Todos os fins são tristes
"Serenata de Estudantes": grande plano de uma pintura mural polícroma, datável de finais da década de 1950/inícios de 60, existente na antiga República dos PAXÁS, à Ladeira do Seminário. A referida República foi fundada em 1950. Após penoso e conturbado estertor, fechou definitivamente as portas em 1987. Se responsabilidades haveria a apontar, talvez valha a pena falar de um contrato de arrendamento muito mal gerido, da incapacidade de negociar o problema junto senhorio e da negligência do último repúblico que, desconfiado perante eventuais "penetras" que não cultuassem à sua sacra ideologia, pura e simplesmente boicotou durante os derradeiros anos o processo de admissão de novos candidatos a repúblicos. Ao longo de 1987 ainda houve estudantes que se juntaram para ir pernoitar aos PAXÁS na vã esperança de iludir o senhorio. O Conselho de Repúblicas ainda tocou a rebate com um comunicado distribuído publicamente. Era demasiado tarde. O senhorio, após várias ordens de despejo, farto de esperar, entrou a matar: portas e janelas violentamente arrancadas, tecto removido sem apelo nem agravo. Pode dizer-se que radicalismos produziram outros radicalismos.
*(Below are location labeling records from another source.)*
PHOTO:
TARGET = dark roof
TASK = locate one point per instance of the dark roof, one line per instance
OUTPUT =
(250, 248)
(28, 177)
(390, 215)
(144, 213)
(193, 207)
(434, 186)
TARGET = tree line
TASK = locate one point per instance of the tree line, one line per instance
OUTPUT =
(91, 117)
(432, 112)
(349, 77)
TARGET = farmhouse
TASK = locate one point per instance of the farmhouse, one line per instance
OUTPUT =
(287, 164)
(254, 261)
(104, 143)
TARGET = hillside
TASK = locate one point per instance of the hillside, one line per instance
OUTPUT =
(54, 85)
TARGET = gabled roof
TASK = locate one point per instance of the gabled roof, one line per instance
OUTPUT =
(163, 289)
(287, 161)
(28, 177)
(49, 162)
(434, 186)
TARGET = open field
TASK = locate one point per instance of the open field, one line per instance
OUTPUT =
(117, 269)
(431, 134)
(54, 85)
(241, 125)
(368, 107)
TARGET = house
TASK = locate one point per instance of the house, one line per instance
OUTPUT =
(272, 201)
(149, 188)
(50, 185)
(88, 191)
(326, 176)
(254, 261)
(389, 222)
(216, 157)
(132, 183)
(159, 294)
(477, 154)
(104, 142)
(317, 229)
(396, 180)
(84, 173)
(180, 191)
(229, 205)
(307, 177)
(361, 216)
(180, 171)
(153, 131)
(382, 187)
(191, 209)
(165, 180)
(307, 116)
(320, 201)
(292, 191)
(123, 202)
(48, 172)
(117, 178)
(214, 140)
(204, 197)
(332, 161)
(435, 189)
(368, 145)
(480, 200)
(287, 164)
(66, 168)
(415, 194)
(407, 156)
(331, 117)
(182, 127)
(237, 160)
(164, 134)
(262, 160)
A PAXÁS era detentora de um rico património artístico, traduzido em fotografias, documentos de época, cartolas de confecção manual em cartão e papel de lustro (a meu ver muito mais interessantes do que as cartolas de fábrica) e uma notável galeria de pinturas murais. Tudo o vento e as chuvadas levaram. No dia 2/02/1988 fui propositadamente fotografar o que restava dessas pinturas. No meio dos escombros adivinhavam-se velhas cartolas desbotadas, cartazes de antigas Queimas, jornais das décadas de 50 e 60 empapados, fotografias, e os inevitáveis objectos "gentilmente ofertados" (sinais de trânsito, placas de consultórios médicos, cartazes de cinema, etc.), e as famosas pinturas. Era Inverno. Do que estava no chão a monte já nada se aproveitava. Deparei-me, em 1º lugar, com quatro quadros soltos, representando vistas de Coimbra, concretamente os Arcos do Jardim, o Paço das Escolas com a Via Latina e a Torre, a Sé Velha e a Praça da Porta Férrea. Em 2º lugar, com um diaporama de pinturas figurativas que narravam o percurso do estudante desde a chegada a Coimbra até à formatura: Desembarque na Estação, Rapanço, Apadrinhamento, Imposição do Grelo, Imposição das Fitas, Desfile de Cartolado e Formatura com Rasganço. Esta sequência era verdadeiramente notável, obrigando a uma visualização movimentada, quase em espiral, uma vez que preenchia os muros da caixa das escadarias em sentido ascendente. Em 3º lugar, detectei um belíssimo triptíco, cindido em Trupe, Serenata e Namoro. É o painel central desse desaparecido tríptico que agora se recorda nesta amostragem. Embora trabalho de amador, a definição das figuras e o tratamento da mancha cromática são de grande riqueza, revelando-nos um anónimo artista cujo nome importaria descobrir.